Over the weekend a mini Project Fear was unleashed at Leadsom by pro-capitalist newspapers and fellow Tory MPs. Her campaign manager, Tim Loughton, told the Guardian that "there was evidence that she felt hounded out of the race." He complained of an "onslaught of often very personal attacks from colleagues and journalists" and "spin and underhand tactics". This is only a sliver of the huge campaign that has raged against Jeremy Corbyn.
But it was inspired by the fear of a Corbyn-type situation where the parliamentary Tory party is divided from its membership. The Telegraph reported on a poll published on Thursday 7 July by Leave.EU of 5,000 Tory members which found 56% supported Leadsom to 44% for May.
This mood among the membership prompted Nick Boles, coordinator of the stop Leadsom campaign, to text Tory MPs saying: "What if Theresa stumbles? Are we really confident that the membership won't vote for a fresh face who shares their attitudes about much of modern life?" And so Leadsom was sacrificed.

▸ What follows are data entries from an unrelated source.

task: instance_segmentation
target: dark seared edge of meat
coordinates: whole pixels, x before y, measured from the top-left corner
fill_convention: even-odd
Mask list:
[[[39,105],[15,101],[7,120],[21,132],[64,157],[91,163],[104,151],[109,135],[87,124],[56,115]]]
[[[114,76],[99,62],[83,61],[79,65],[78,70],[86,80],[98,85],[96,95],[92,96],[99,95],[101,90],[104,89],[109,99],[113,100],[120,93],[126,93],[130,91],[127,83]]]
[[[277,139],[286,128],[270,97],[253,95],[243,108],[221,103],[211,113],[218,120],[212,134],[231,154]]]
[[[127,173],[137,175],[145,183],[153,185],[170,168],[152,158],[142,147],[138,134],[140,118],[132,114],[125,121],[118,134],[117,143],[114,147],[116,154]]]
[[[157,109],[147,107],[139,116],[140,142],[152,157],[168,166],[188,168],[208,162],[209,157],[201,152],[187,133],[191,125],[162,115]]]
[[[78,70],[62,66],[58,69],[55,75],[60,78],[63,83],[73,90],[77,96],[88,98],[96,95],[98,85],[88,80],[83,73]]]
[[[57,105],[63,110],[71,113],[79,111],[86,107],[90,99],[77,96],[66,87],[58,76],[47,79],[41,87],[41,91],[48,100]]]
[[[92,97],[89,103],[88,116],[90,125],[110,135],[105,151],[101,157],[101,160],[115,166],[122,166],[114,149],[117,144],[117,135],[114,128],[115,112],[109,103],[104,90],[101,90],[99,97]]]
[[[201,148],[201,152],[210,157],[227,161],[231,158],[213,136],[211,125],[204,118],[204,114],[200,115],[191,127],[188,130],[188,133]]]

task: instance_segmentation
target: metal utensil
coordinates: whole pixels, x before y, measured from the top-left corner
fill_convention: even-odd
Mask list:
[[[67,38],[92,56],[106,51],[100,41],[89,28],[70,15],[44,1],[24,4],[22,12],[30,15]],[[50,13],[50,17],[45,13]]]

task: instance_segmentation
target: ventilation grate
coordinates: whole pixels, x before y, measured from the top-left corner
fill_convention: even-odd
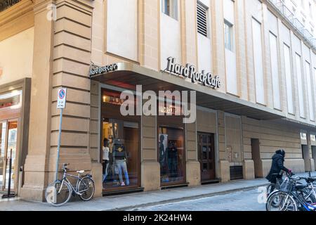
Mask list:
[[[197,32],[207,37],[207,8],[197,2]]]

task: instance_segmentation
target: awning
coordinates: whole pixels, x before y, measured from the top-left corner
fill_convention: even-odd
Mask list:
[[[134,63],[116,63],[115,70],[113,70],[91,75],[91,79],[129,89],[136,89],[136,85],[142,85],[143,91],[196,91],[197,105],[256,120],[286,118],[285,113],[281,111],[240,99],[203,85],[191,83],[167,72],[157,72]]]

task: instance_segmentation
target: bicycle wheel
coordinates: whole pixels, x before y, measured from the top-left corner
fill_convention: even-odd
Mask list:
[[[268,211],[297,211],[296,202],[292,196],[278,192],[271,196],[268,203]]]
[[[48,185],[45,190],[46,202],[53,206],[61,206],[69,201],[72,189],[68,183],[57,181]]]
[[[303,195],[303,199],[306,201],[308,204],[313,204],[316,202],[316,198],[314,196],[314,193],[312,191],[308,191],[307,190],[303,190],[301,191],[301,195]]]
[[[84,177],[79,184],[78,192],[80,198],[84,201],[88,201],[93,197],[95,191],[94,181],[90,177]]]
[[[277,190],[274,190],[272,193],[270,193],[270,195],[268,196],[268,198],[267,198],[267,202],[265,203],[265,210],[266,211],[268,211],[268,205],[269,205],[269,203],[270,203],[270,202],[271,201],[271,200],[272,200],[272,205],[273,206],[273,207],[277,207],[279,204],[279,201],[280,201],[280,199],[279,199],[279,198],[274,198],[274,196],[275,195],[277,195],[278,193],[279,193],[279,191],[277,191]]]
[[[267,186],[267,197],[271,194],[271,193],[275,190],[275,184],[271,183]]]

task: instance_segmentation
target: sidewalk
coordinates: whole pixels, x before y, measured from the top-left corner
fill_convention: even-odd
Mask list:
[[[307,174],[297,174],[307,176]],[[316,173],[312,173],[316,176]],[[64,206],[55,207],[46,202],[32,202],[20,199],[0,200],[0,210],[20,211],[104,211],[126,210],[134,207],[143,207],[185,200],[223,195],[238,191],[247,191],[268,184],[265,179],[238,180],[225,184],[203,185],[197,187],[180,188],[150,192],[131,193],[98,198],[89,202],[71,202]]]

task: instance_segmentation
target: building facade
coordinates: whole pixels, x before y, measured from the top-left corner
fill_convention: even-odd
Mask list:
[[[60,87],[59,167],[91,172],[96,196],[264,177],[279,148],[287,167],[314,171],[316,4],[301,1],[4,1],[2,190],[12,155],[11,187],[44,200],[55,171]],[[157,108],[164,115],[124,116],[126,90],[136,112],[146,91],[171,96]],[[195,91],[195,121],[175,113],[177,91]]]

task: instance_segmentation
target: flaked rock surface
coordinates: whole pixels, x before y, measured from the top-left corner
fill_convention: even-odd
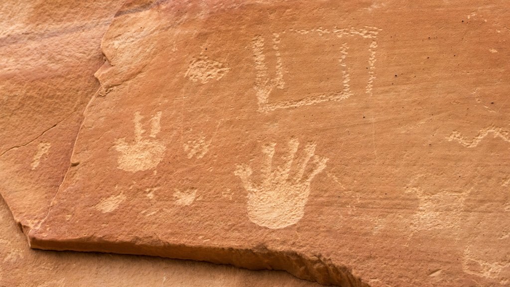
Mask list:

But the campaign for a stable environment for profit-making does not stop there. Since entering the race May indicated that she is the 'continuity anti-continuity' candidate in an attempt to claim she can reach out beyond the hated Westminster bubble. She said: "It's not anti-business to suggest that big business needs to change... This is a different kind of Conservatism, I know. It marks a break with the past."
But she is also seeking to indicate that she won't go too far for fear of scaring the bosses, saying the government should "continue with its intention to reduce public spending and cut the budget deficit". So more austerity - but with some meagre gestures towards the working class.
The financial markets may have picked up in response to the risk of a nine-week blue-on-blue battle being averted and the hope that an early general election will now not take place. But the idea that May can deliver stability is a pipedream. For example, Britain's trade deficit widened in the first quarter of 2016 to its biggest since the early days of the 2007-8 financial crisis.
May's nods towards a break with Cameron's austerity are similar to the failed Miliband general election campaign of 2015 when he spoke about 'compassionate capitalism' and called for workers' representatives on company boards, etc. Her proposals to break with Osborne's austerity targets are an indication of how, shaken by the Brexit vote, the capitalist class is not confident to continue with promoting endless austerity. Now is the time for the trade unions to go on the offensive to demand a general election and to bring all the many struggles together in a 24-hour general strike against all cuts. In the absence of such a response the capitalist class can regroup.
This year the amount of wealth owned by the richest 1% of the world's population has surpassed that owned by the rest of us. Only working class struggle, including the building of fighting democratic mass organisations, for socialist change can end the nightmare of austerity and capitalism.
And May is not only recycling the failed ideas of Miliband but also of Cameron, booed at Wimbledon for his role in bringing misery to the lives of millions, who also once spoke of so-called 'compassionate conservatism' which was for him a byword for vicious capitalist austerity.